Team: Siddharth Bhargava & Tanveer Hannan
Final Documentation: https://www.overleaf.com/read/yspmvgqgxbsx
Data: https://www.kaggle.com/volodymyrgavrysh/bank-marketing-campaigns-dataset
Create Python Environment
Run the following command in the terminal.
conda create -n iml_env python=3.8.5
conda activate iml_env
pip install -r requirements.txt
pip install 'ray[tune]'
Run the following command to created the imputed data. The path to the original data file and the type of imputer has been defined inside the script.
run src/imputation.py
Our pre-processing steps have been encapsulated in our DataGenerator object defined in our data_generator.py script. For visualizations related to our exploratory data analysis, please refer to our Notebook "pre_processing.ipynb" (Notebooks/pre_processing.ipynb)
Run the following command to train and tune our models. The different hyperparamaters for each chosen model have been defined within the script.
run src/hpo_all_models.py
For data, we load our imputed data file (data/imputed_bank_data_mice.csv) into DataGenerator module, called in the script.
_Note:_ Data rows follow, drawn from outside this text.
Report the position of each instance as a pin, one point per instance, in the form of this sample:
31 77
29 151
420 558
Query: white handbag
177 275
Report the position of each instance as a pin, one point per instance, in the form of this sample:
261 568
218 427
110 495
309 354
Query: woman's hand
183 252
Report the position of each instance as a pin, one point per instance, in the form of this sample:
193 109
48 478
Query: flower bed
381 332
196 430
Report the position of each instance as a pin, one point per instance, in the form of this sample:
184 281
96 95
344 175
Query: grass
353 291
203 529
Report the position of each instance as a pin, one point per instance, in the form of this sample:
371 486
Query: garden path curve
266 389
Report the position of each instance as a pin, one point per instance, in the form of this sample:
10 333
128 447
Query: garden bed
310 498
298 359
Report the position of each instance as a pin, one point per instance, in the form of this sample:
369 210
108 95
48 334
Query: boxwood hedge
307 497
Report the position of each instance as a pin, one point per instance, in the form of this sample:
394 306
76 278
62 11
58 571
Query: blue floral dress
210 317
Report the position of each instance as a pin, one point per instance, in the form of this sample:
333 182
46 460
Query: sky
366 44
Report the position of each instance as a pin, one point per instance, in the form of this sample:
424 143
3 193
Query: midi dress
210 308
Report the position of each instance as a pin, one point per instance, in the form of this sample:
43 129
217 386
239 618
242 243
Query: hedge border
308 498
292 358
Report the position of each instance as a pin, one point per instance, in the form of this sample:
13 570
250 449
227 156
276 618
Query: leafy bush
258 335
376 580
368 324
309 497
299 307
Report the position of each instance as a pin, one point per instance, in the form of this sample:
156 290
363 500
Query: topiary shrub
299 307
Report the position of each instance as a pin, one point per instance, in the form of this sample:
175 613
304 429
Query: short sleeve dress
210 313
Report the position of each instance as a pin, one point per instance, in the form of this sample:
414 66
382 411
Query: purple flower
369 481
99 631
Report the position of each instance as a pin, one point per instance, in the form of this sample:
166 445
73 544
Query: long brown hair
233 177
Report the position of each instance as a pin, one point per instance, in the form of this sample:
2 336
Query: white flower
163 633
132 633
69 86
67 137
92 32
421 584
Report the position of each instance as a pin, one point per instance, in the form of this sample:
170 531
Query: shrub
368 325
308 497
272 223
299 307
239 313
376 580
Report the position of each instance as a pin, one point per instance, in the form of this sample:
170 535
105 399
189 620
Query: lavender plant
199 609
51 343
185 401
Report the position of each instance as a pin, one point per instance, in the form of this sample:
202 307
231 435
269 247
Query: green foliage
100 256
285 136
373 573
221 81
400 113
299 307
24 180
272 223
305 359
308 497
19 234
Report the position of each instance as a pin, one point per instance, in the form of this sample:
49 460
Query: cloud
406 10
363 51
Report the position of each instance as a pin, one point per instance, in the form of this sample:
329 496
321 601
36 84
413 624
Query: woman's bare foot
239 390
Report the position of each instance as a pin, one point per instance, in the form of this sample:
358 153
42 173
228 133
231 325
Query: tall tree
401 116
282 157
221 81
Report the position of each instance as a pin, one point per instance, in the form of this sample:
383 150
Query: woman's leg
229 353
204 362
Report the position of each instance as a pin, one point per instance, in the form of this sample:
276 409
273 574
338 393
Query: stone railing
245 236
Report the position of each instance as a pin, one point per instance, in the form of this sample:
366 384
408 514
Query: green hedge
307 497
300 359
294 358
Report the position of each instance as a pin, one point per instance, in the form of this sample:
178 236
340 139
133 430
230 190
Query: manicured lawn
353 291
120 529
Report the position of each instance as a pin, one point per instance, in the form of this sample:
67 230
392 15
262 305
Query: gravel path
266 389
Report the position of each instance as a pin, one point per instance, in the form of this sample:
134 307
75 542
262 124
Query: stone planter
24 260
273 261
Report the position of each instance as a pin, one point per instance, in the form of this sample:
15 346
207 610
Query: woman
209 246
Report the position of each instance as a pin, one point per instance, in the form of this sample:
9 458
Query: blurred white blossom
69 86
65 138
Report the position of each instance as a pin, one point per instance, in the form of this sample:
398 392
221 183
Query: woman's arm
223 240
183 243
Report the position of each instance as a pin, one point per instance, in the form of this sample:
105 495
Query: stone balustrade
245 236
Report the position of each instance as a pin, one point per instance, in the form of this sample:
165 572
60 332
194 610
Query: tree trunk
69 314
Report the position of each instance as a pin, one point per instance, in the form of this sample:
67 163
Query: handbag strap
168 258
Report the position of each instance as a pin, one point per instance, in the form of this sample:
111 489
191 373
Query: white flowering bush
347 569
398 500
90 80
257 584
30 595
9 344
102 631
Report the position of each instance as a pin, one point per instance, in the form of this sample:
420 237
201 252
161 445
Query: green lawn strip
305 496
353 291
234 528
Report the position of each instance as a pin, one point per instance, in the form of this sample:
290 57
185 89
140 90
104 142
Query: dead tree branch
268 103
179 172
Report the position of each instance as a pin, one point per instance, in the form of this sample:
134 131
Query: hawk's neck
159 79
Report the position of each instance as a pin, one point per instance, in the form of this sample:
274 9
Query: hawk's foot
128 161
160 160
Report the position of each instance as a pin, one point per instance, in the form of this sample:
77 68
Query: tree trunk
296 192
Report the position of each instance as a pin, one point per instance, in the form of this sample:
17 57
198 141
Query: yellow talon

Our evaluations can be seen in the Notebook "evaluate_models.ipynb" (Notebooks/evaluate_models.ipynb)
We defined our counterfactual module in the counterfactuals.py script.
For our analysis based on shapley values, please refer to our Notebook "SHAP.ipynb" and for our analysis using Counterfactuals, please refer to our notebook "counterfactuals.ipynb".